Quoique demeurant calme, Daniel se sentit frémir. Il lui était aussi impossible de nier que d’affirmer. Il attendit, espérant une réponse plus directe. Après avoir médité un instant, Mordecai ajouta d’un ton ferme et résolu :

— Ce que vous attendez de moi, je le ferai, et notre mère, — puisse la bénédiction de l’Éternel être avec elle dans nos âmes ! — l’aurait désiré aussi. J’accepte ce que votre fraternelle bonté a préparé et la demeure de Mirah sera la mienne.

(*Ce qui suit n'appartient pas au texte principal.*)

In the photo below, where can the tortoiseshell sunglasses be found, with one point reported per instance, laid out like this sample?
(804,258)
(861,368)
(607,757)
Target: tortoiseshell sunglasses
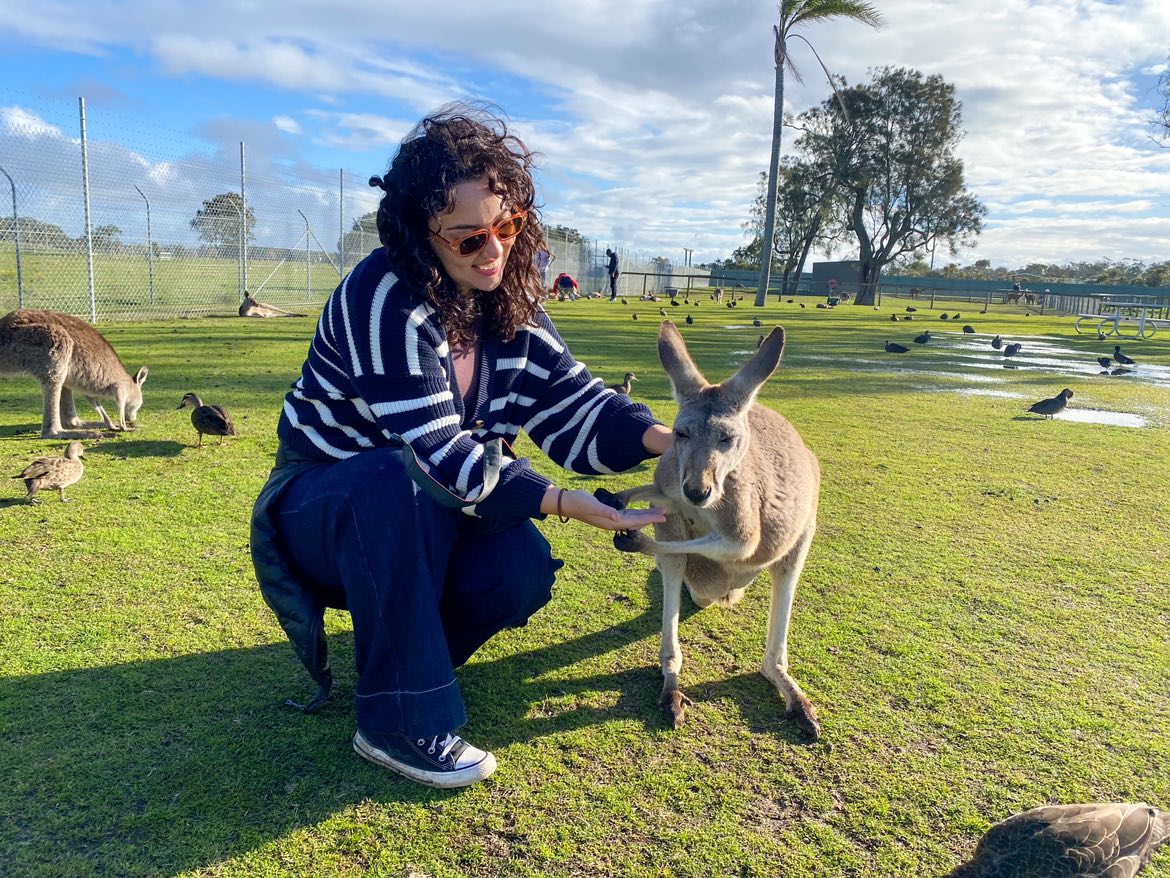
(474,241)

Il s’arrêta un peu et reprit d’un ton mélancolique :

— Mais je suis désolé de me séparer de ces enfants et de leurs parents. Il faut que vous leur parliez, car je n’en aurais pas le courage.

— Je pensais bien que vous auriez besoin de moi pour le leur faire savoir. Y allons-nous de suite ? demanda Deronda soulagé par cette condescendance inattendue.

— Oui, ne différons pas ; il le faut, dit Mordecai en se levant de l’air d’un homme qui a un douloureux devoir à remplir. Puis s’arrêtant, il reprit : — N’insistez pas plus qu’il n’est besoin sur ma sœur.